Starter repository for the HackerRank Orchestrate 24-hour hackathon.
Build a system that verifies visual evidence for damage claims across three object types: cars, laptops, and packages.
Your system will receive claim conversations, one or more submitted images, user claim history, and minimum evidence requirements. It must decide whether the submitted images support the claim, contradict it, or do not provide enough information.

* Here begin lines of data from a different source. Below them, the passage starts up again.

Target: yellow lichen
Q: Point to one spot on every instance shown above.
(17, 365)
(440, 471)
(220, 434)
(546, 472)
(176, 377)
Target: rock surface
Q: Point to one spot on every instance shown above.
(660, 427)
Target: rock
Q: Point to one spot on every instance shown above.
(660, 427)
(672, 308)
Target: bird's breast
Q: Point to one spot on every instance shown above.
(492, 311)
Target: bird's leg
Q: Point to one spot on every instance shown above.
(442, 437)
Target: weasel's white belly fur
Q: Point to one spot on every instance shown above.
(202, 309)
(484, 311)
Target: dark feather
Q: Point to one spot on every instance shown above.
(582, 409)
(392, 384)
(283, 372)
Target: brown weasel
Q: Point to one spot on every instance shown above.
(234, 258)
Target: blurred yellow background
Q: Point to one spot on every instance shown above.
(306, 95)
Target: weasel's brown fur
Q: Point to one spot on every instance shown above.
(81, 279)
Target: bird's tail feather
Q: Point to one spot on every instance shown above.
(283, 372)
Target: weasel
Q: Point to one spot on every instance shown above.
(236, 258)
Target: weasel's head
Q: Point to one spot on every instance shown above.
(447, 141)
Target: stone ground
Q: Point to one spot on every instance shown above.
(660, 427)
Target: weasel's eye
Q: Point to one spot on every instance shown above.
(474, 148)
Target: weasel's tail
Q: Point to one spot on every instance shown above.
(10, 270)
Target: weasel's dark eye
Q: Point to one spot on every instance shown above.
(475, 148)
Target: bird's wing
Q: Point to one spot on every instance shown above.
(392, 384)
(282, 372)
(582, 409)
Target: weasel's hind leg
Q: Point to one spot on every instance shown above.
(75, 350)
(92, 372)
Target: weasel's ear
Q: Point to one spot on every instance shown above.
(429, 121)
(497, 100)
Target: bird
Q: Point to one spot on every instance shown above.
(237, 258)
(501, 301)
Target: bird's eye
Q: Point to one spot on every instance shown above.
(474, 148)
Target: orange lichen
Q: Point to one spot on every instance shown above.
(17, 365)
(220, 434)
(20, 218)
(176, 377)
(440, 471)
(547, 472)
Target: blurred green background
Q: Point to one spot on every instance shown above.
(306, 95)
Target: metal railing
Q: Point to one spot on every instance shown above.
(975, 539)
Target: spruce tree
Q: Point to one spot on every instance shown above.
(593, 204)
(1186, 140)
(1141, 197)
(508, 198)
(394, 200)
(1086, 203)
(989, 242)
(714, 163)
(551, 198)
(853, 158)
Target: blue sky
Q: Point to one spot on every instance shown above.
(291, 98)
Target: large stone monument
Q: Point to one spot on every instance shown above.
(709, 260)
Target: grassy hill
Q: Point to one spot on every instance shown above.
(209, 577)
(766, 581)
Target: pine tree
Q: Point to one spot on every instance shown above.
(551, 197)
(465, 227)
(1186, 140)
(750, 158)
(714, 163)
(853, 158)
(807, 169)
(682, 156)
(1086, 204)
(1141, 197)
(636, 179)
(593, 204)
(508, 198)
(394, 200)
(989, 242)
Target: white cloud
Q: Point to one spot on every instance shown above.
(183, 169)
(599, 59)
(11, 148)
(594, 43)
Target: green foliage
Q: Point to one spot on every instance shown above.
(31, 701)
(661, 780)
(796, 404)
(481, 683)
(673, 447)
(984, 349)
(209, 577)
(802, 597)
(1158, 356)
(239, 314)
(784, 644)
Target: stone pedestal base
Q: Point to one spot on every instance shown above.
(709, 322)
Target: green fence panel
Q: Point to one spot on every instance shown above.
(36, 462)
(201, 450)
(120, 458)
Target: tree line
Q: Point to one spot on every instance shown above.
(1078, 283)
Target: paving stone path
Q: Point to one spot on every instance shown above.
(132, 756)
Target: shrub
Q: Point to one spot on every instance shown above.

Read problem_statement.md for the full task spec, input/output schema, and allowed values.
- Repository layout
- What you need to build
- Where your code goes
- Quickstart
- Evaluation
- Chat transcript logging
- Submission
- Judge interview
.
├── AGENTS.md # Rules for AI coding tools + transcript logging
├── problem_statement.md # Full task description and I/O schema
├── README.md # You are here
├── code/ # Build your solution here
│ ├── main.py # Suggested terminal entry point
│ └── evaluation/
│ └── main.py # Suggested evaluation entry point
└── dataset/
├── sample_claims.csv # Inputs + expected outputs for development
├── claims.csv # Inputs only; run your system on these rows
├── user_history.csv # Historical claim counts and risk context
├── evidence_requirements.csv # Minimum image evidence requirements
└── images/
├── sample/ # Images referenced by sample_claims.csv
└── test/ # Images referenced by claims.csv
A system that, for each row in dataset/claims.csv, produces one row in output.csv.
Input fields:
| Column | Meaning |
|---|---|
user_id |
User submitting the claim; use this to look up dataset/user_history.csv |
image_paths |
One or more submitted image paths, separated by semicolons |
user_claim |
Chat transcript describing the issue |
claim_object |
car, laptop, or package |
Required output fields:
| Column | Meaning |
|---|---|
evidence_standard_met |
Whether the image set is sufficient to evaluate the claim |
evidence_standard_met_reason |
Short reason for the evidence decision |
risk_flags |
Semicolon-separated risk flags, or none |
issue_type |
Visible issue type |
object_part |
Relevant object part |
claim_status |
supported, contradicted, or not_enough_information |
claim_status_justification |
Concise explanation grounded in the image evidence |
supporting_image_ids |
Image IDs supporting the decision, or none |
valid_image |
Whether the image set is usable for automated review |
severity |
none, low, medium, high, or unknown |
Hard requirements:
- Must read the provided CSV files and local images.
- Must produce
output.csvwith the exact schema inproblem_statement.md. - Must include an evaluation workflow
- Must avoid hardcoded test labels or file-specific answers.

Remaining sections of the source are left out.